I recently picked up a collection of poems by a writer named Ann Carson and was happily struck by the simplicity of the biographical note — or bio, as it’s called in the trade — written about the author. In its fine stark entirety, it reads: “Ann Carson lives in Canada.” Not even the province in which she lives is given. Miss Carson, it turns out, has written other books, but these, too, get no mention. I am greatly impressed by Miss Carson’s absence of vanity, her refusal to attach the prestige of institutions or previous achievements to herself in this splendidly economical bio. “Ann Carson lives in Canada” — a lean, clean writing machine, Miss Carson.

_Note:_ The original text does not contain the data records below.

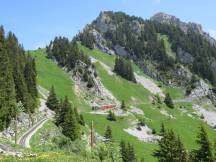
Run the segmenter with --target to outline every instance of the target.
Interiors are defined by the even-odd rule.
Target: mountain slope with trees
[[[129,58],[148,75],[164,83],[187,84],[191,80],[189,69],[215,85],[216,47],[209,41],[210,37],[207,39],[206,34],[195,30],[195,25],[189,24],[185,33],[178,23],[164,23],[163,17],[161,19],[143,20],[123,12],[105,11],[78,34],[77,40],[83,45],[92,44],[104,52]],[[94,41],[87,43],[83,37],[89,34]],[[168,37],[175,57],[167,54],[165,41],[159,35]]]

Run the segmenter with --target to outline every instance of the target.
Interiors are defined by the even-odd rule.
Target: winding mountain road
[[[40,129],[44,123],[48,121],[48,118],[44,118],[37,122],[33,127],[31,127],[27,132],[25,132],[17,141],[17,143],[23,147],[30,148],[31,137]]]
[[[54,116],[54,112],[47,108],[46,106],[46,98],[48,95],[47,91],[44,92],[45,89],[39,87],[39,93],[43,96],[44,99],[40,99],[40,107],[39,112],[44,116],[41,120],[39,120],[35,125],[33,125],[29,130],[27,130],[17,141],[17,143],[23,147],[30,148],[30,140],[32,136],[40,129],[49,119]]]

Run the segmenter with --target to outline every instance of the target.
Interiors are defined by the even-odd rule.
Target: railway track
[[[17,143],[23,147],[30,147],[30,139],[37,132],[37,130],[43,126],[47,121],[47,118],[44,118],[37,122],[33,127],[31,127],[26,133],[24,133],[17,141]]]

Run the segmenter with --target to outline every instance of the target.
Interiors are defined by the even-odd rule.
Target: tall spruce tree
[[[0,130],[15,116],[16,96],[12,68],[5,46],[4,29],[0,27]]]
[[[200,127],[200,131],[197,135],[198,150],[193,151],[193,162],[213,162],[213,155],[211,150],[211,144],[209,142],[206,130],[203,126]]]
[[[104,137],[108,140],[112,139],[112,130],[111,130],[110,126],[107,126]]]
[[[36,67],[35,60],[28,54],[26,58],[26,64],[24,69],[24,76],[26,80],[26,85],[28,92],[31,94],[32,98],[37,97],[37,83],[36,83]]]
[[[76,119],[74,109],[70,106],[64,116],[62,123],[62,133],[69,137],[72,141],[80,138],[80,126]]]
[[[170,97],[170,94],[167,93],[164,99],[164,103],[169,107],[169,108],[174,108],[174,103],[172,101],[172,98]]]
[[[134,147],[130,143],[126,144],[124,141],[121,141],[120,152],[123,162],[136,162]]]
[[[154,152],[154,156],[159,162],[187,162],[184,146],[172,130],[163,133],[158,145],[159,149]]]
[[[122,109],[123,111],[127,111],[127,108],[126,108],[126,105],[125,105],[125,101],[124,101],[124,100],[122,100],[121,109]]]
[[[59,104],[59,110],[56,114],[56,125],[61,126],[64,123],[64,117],[68,110],[71,108],[71,104],[68,101],[68,97],[65,96],[65,99],[63,102],[60,102]]]

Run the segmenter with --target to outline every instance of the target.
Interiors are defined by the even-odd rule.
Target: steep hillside
[[[163,122],[167,128],[173,129],[176,134],[181,137],[187,150],[191,150],[197,147],[195,139],[198,132],[198,127],[201,123],[205,125],[210,139],[214,139],[215,131],[206,123],[202,122],[200,117],[196,115],[197,112],[192,107],[193,103],[176,103],[175,109],[170,109],[163,103],[158,103],[157,101],[155,102],[155,95],[152,94],[151,91],[148,90],[148,88],[145,88],[140,83],[127,81],[112,72],[115,64],[115,55],[108,55],[97,49],[91,50],[80,44],[79,49],[83,54],[86,54],[91,58],[91,62],[96,68],[97,76],[101,80],[104,88],[107,89],[111,93],[111,95],[113,95],[117,102],[124,100],[128,108],[128,112],[126,113],[127,115],[123,113],[122,116],[120,113],[119,116],[119,112],[116,111],[117,121],[113,122],[106,119],[107,111],[92,111],[91,109],[85,108],[85,106],[77,103],[78,108],[83,111],[82,114],[84,115],[84,119],[87,124],[91,125],[93,121],[95,131],[100,136],[103,136],[105,127],[109,125],[112,129],[113,139],[115,143],[119,143],[122,139],[133,143],[138,158],[144,157],[147,161],[156,161],[156,159],[152,156],[152,153],[157,148],[157,144],[155,144],[154,142],[145,142],[146,137],[143,137],[143,135],[139,136],[139,132],[138,134],[137,132],[133,135],[130,134],[131,129],[136,127],[137,119],[139,118],[144,118],[146,126],[150,128],[150,130],[154,129],[157,134],[159,134],[160,126]],[[57,64],[52,63],[52,61],[47,59],[42,53],[35,52],[34,54],[37,64],[40,65],[38,66],[39,80],[41,78],[40,76],[43,76],[46,73],[55,72],[55,76],[57,76],[57,71],[63,72],[63,70],[60,70],[60,67],[58,67]],[[47,66],[49,64],[52,64],[52,66],[55,67],[49,69],[56,70],[49,72],[44,71],[43,65]],[[145,75],[137,65],[135,65],[134,63],[132,65],[134,72],[136,72],[137,75],[150,80],[155,85],[160,85],[163,93],[169,92],[171,97],[175,99],[183,98],[184,92],[181,89],[177,87],[175,88],[166,86],[161,82],[155,81]],[[64,77],[61,76],[57,77],[56,79],[60,79],[62,81],[68,80],[67,77],[69,78],[69,74],[72,74],[73,76],[73,73],[65,73]],[[50,80],[50,82],[43,83],[42,81],[39,81],[42,86],[46,86],[46,84],[50,84],[49,86],[51,86],[51,84],[54,84],[54,81],[56,79],[53,79],[53,75],[48,74],[46,75],[46,77],[48,80]],[[68,92],[74,94],[82,101],[82,103],[87,103],[88,106],[91,107],[95,94],[86,88],[83,89],[82,84],[80,84],[76,79],[74,80],[74,78],[73,80],[70,80],[70,82],[73,84],[66,84],[68,85]],[[62,84],[54,85],[57,90],[62,89]],[[73,85],[75,85],[76,88],[70,88],[70,86],[74,87]],[[80,93],[81,91],[82,93]],[[62,91],[61,93],[64,93],[64,91]],[[76,100],[75,98],[72,97],[71,100]],[[194,103],[196,103],[196,101],[194,101]],[[188,123],[190,123],[190,125],[188,125]],[[130,133],[128,133],[128,131]],[[145,130],[143,134],[145,134]]]
[[[158,39],[158,35],[167,38]],[[214,39],[200,25],[171,15],[159,13],[143,20],[122,12],[101,12],[77,39],[89,48],[132,59],[146,74],[165,84],[185,86],[192,74],[215,84]]]

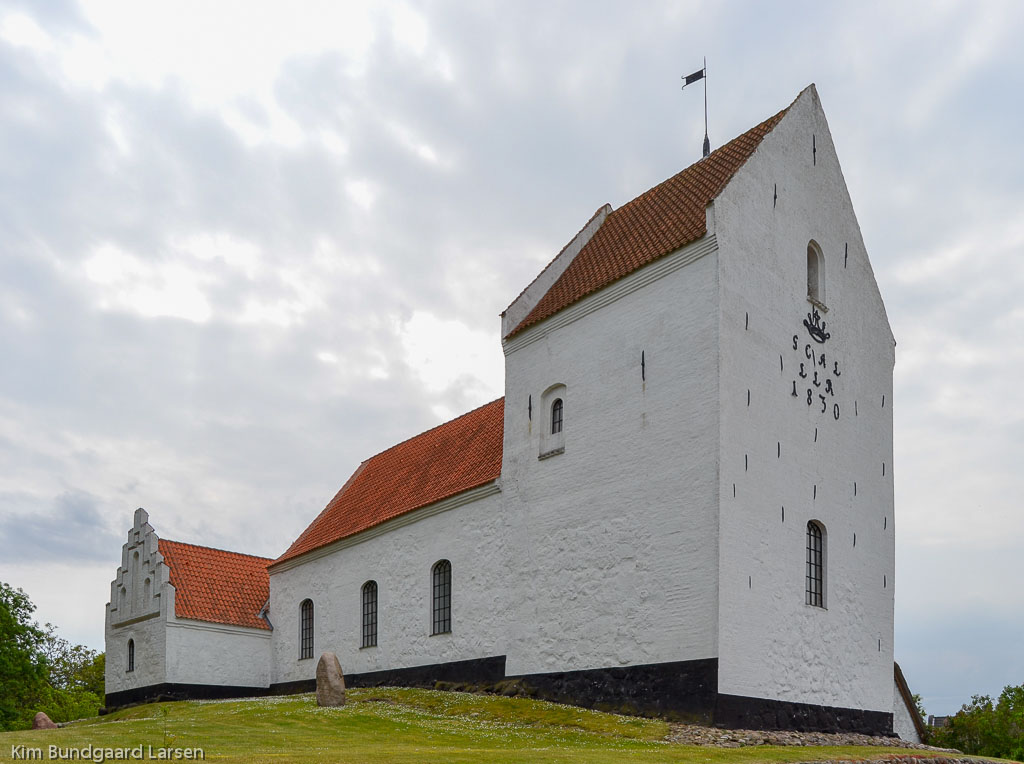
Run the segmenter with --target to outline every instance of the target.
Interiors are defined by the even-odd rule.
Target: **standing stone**
[[[345,705],[345,675],[334,653],[324,653],[316,664],[316,704],[318,706]]]
[[[53,723],[53,720],[49,716],[40,711],[38,714],[35,715],[35,718],[32,720],[32,729],[55,730],[57,729],[57,725]]]

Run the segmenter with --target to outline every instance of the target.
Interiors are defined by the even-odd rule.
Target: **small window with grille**
[[[434,565],[434,621],[432,634],[447,634],[452,630],[452,564],[440,560]]]
[[[135,640],[128,640],[128,671],[135,671]]]
[[[313,657],[313,600],[299,605],[299,660]]]
[[[562,431],[562,399],[556,398],[551,404],[551,434],[557,435]]]
[[[807,604],[825,607],[825,534],[813,520],[807,523]]]
[[[377,582],[363,584],[363,647],[377,646]]]

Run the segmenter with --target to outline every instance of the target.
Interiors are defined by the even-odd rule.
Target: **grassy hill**
[[[797,762],[879,758],[880,747],[683,746],[669,725],[522,698],[372,688],[344,708],[312,695],[159,703],[59,730],[0,734],[0,760],[16,746],[201,748],[217,762]],[[24,754],[24,751],[21,751]],[[918,754],[921,752],[918,751]]]

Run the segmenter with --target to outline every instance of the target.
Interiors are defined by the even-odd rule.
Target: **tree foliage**
[[[23,726],[25,707],[46,684],[46,634],[32,622],[35,605],[0,581],[0,730]]]
[[[933,745],[964,753],[1024,761],[1024,685],[1003,688],[994,703],[975,695],[947,726],[932,731]]]
[[[103,704],[103,654],[40,627],[34,612],[0,581],[0,730],[31,726],[38,711],[58,722],[95,716]]]

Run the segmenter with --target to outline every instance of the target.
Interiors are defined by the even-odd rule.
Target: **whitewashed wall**
[[[270,685],[271,633],[175,618],[167,623],[167,680],[229,687]]]
[[[714,218],[722,340],[719,691],[889,712],[893,338],[813,88],[715,201]],[[825,261],[822,319],[831,338],[824,345],[802,325],[813,307],[806,297],[812,239]],[[821,388],[813,385],[808,344],[826,356],[827,369],[816,367]],[[801,362],[808,379],[798,376]],[[822,413],[826,378],[835,394],[826,394]],[[809,520],[827,532],[826,609],[805,604]]]
[[[510,674],[715,656],[717,293],[705,240],[506,343]]]
[[[892,731],[910,743],[923,743],[921,736],[917,734],[917,727],[914,726],[914,718],[907,703],[903,700],[903,693],[896,682],[892,683]]]
[[[490,495],[405,515],[383,535],[377,529],[329,554],[313,552],[297,566],[272,569],[272,681],[312,679],[325,650],[337,654],[346,673],[504,655],[509,518],[493,484],[478,493]],[[452,631],[432,636],[431,569],[442,559],[452,564]],[[377,647],[361,648],[362,586],[369,580],[377,582]],[[299,606],[307,598],[314,606],[313,658],[300,659]]]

Styles in the writing of bios have changed over the years. When I first began noticing them, bios for male writers, especially novelists, on the dustjackets of their books tended to emphasize the sweaty, heavy-breathing masculine. “Jack Clark,” such a bio might run, “has been a lumberjack, dishwasher, magician’s assistant, short-order cook, and Marine officer in the Korean War. The Onyx Urinal is his fourth novel.” Often there would be an accompanying photograph of the manly Mr. Clark in corduroy jacket, a pipe clenched in his square and rather pompous jaw.
Bios for female authors in those days tended to be homier. They might mention a woman writer’s interest in gardening, or sailing in the summer, or having three daughters all of whose names begin with the letter Q. Today I am sure this treatment would be considered vicious sexism. But now an even cozier, more odious change is on the way. The change is to use first names in a writer’s bio.
In the “NB” column in the January 2, 1998, T. L. S., it is reported that Lucy Ellmann’s new novel has a bio with sentences that begin, “Lucy was born in Illinois. . . . Lucy’s first novel was published in 1988. . . . Lucy now lives in Hampshire.” Nicknames or diminutive names, surely, will be next. “Chip’s [or Muffin’s] new novel is his [her] first since. . . .”
As every editor who has had to write them knows, sometimes there is a paucity of things to say about a writer in his bio, particularly a young writer, and so a bit of padding has to be done. The New York Times Book Review used to solve this problem by calling a reviewer about whom there must have been nothing else to say “an observer of the contemporary scene,” which always seemed to me rather a pathetic thing to be. Any self-respecting writer, I used to think, wants a few italics in his bio, the titles of books he’s written or the names of magazines to which he contributes.
When I was young, I remember, I used to feel what I can only call bio-envy at reading, in the Commentary of the late fifties, the heavily italic- laden bio of F. R. Lewis or Sidney Hook. Once an editor myself, I would occasionally describe a contributor in his bio as “distinguished,” but I used this sparingly, saving it for writers of the stature of Jacques Barzun or Arnaldo Momigliano. For myself, I am thankful for never having been “an observer of the contemporary scene”; and I would like to go out without ever being described in a bio as a “national treasure.” Don’t ask me why, but you never want to be called a national treasure.
To fill in their bios, writers will occasionally promote things that they have in the works: “He is currently at work on a trilogy of novels about the founding of Levittown”; or, “His series of connected screenplays about the life of Buddha is nearing completion.” This is all very well, except that these “works in the works” frequently never get done. A writer named Wallace Markfield used for years to have it noted in his bio that he was working on his first novel; and he did, after a decade or so, eventually complete it (the book turned out to be a comic gem called To An Early Grave). The critic James Wolcott, some while ago, began to advertise himself in his bios in Vanity Fair as working on a novel. So far the novel hasn’t materialized. No hurry, kid, I have other things around the house to read in the meantime.
I once claimed, in a bit of bio padding, that I was working on a novel, which resulted in my getting letters from two publishers asking to look at it. Unfortunately, I hadn’t written a page of it. (The only thing he disliked about the writing life, Peter De Vries used to say, was the paperwork.) If two publishers were interested in that vague entity, “a novel,” what might have been the reaction had I baited my trap with something a great deal more enticing: “He is currently at work on a book on double-jointed courtesans of the belle epoque“? When younger and not yet married, it occurs to me only now, I might have used my bios to promote dates: “Joseph Epstein, a smooth dancer and an easy conversationalist, is an observer of the contemporary scene, but not too close an observer.” Damn. Another opportunity lost.